Tuesday, 5 May 2015

Why Australia doesn't have California's problems with water - free markets


Lots of angry lefties tweet that slightly crass quote about water rights from the boss of Nestlé. They do this because they care about people having the water they need, something we can all agree with. However, the transfer of this concern from rhetoric into public policy is a problem. Quite simply because, as Californians have discovered, the supply of water is a really big deal. And it's down to the weather (you can all argue the toss about whether it's climate change or not if you like but that won't change a thing):

California has a history of droughts lasting as long as 200 years.  You can dam every canyon in California and line the coast with desalination plants, and you won’t solve the water shortage in a 200-year drought, or even a ten-year drought.  Under the current allocation and pricing system, California will simply consume every new drop of water produced. We will have a water shortage all the same. 

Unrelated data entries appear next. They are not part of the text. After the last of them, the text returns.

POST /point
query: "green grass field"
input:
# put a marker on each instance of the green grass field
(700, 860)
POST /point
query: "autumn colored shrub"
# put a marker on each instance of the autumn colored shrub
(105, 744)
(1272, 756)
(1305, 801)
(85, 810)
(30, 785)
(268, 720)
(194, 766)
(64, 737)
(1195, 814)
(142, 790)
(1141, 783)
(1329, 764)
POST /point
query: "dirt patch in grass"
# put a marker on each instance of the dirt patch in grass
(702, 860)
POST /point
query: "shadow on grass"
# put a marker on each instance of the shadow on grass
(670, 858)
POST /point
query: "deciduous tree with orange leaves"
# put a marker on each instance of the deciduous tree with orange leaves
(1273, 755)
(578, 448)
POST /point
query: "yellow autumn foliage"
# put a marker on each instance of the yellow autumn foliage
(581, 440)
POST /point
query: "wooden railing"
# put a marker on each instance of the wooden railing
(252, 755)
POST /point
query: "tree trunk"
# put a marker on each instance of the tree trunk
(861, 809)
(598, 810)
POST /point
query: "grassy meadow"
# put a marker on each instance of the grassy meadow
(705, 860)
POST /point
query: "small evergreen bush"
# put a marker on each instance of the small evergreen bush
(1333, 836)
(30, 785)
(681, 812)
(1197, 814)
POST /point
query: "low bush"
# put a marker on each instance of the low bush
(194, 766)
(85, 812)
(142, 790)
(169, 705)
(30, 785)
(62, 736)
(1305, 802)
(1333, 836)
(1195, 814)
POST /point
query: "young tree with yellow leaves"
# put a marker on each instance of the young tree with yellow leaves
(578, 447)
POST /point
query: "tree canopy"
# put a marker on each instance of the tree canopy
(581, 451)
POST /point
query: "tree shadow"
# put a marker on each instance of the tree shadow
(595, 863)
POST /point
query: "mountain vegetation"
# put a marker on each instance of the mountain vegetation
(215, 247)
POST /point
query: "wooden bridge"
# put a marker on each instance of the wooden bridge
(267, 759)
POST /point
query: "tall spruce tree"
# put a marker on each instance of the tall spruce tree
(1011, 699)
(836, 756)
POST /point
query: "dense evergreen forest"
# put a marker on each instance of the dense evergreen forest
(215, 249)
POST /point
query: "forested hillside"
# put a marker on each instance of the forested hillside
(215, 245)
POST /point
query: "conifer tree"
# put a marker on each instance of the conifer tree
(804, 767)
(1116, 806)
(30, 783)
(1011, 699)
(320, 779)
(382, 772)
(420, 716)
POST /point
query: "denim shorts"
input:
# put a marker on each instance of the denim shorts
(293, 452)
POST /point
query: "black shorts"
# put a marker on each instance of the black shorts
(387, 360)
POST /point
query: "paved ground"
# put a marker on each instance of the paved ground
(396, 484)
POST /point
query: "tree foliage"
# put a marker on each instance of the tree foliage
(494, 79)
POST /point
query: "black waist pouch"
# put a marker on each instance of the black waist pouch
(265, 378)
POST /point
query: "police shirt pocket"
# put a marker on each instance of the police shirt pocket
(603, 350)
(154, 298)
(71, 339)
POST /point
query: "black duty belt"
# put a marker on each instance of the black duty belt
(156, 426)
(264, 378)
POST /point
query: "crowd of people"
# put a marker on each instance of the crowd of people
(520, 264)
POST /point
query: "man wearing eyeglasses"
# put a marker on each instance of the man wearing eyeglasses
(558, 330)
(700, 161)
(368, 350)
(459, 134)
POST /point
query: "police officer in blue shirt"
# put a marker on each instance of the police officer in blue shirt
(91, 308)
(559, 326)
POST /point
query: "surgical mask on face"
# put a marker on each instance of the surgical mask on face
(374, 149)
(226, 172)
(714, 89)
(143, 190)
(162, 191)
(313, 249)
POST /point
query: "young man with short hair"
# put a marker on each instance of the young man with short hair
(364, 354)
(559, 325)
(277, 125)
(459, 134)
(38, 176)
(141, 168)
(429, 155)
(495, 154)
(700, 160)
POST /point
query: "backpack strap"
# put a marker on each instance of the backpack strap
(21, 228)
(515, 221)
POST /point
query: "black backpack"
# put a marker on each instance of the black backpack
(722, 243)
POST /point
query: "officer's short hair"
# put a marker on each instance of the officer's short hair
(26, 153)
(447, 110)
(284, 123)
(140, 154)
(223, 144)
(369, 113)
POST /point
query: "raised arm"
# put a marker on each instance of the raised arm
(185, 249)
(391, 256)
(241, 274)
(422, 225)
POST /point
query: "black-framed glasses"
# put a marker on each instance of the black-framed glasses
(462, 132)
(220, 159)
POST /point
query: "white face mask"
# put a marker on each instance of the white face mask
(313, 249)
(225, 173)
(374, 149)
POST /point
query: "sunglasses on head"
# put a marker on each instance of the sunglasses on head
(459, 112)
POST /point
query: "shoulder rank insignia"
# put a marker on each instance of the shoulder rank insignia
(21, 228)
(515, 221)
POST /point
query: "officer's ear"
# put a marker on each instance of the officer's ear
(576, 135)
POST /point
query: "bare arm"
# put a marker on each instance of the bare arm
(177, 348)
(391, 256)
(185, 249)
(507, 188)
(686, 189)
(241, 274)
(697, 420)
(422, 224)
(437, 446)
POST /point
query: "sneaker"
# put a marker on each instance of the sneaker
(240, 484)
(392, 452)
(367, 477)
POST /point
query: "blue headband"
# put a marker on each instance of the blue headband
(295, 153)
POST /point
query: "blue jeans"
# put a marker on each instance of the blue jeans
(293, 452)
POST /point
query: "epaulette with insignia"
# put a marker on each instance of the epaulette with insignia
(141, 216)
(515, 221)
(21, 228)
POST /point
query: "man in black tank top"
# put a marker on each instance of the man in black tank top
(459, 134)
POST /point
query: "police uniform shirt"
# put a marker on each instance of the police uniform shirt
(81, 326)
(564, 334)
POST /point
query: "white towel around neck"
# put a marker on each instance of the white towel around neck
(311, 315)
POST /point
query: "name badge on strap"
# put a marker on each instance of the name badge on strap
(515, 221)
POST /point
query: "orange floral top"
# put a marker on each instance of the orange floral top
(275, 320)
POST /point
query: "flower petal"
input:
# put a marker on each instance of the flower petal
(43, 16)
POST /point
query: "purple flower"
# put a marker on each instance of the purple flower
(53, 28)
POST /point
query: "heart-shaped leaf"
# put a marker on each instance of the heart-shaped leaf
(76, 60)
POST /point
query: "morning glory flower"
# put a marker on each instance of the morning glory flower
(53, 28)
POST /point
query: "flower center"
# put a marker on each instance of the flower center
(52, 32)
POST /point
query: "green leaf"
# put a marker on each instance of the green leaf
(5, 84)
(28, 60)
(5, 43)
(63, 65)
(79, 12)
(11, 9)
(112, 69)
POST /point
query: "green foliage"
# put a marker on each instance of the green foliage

So the question is what to do to ensure that the need for water in the Sunshine State is met. And most solutions offered are either stupid (ban the extraction of water for bottling) or totalitarian (rationing the supply of water). The right approach is (and this is why the Nestlé chap has a point) about ownership of the source and pricing.

By way of contrast, Australia - just as dry and drought-prone as California - doesn't have the same supply problems:

Water markets equipped Australia to endure the 1995-2009 Millennium Drought. This was the worst Australian drought since European settlement. Total water stored declined to just 27 percent of capacity. Yet water trading allowed Australian cities to avoid the most severe water restrictions. It protected agricultural businesses, and it ensured that the country’s endangered habitats and species received adequate water.

Remarkably, in an end-of-drought survey, over 90 percent of Australian farmers reported that water markets were important to their businesses’ survival. There are many lessons for California here. A key one is that the tension between water users is completely the creation of policy. There is no need for the tensions between the agricultural industry and California’s cities, between growers and endangered fish, between Hillsborough and Westborough, between neighbors. Water markets can balance competing uses in a way that benefits all.

To work, markets need something to trade. The basis for trade in a functioning water market is exclusive access to a share of water from a specific body. Australian water laws provide this. California’s water laws do not.

Sadly the article concludes that politicians in California are unlikely to be liberalising water markets. Just goes to show how stupid us politicians are really.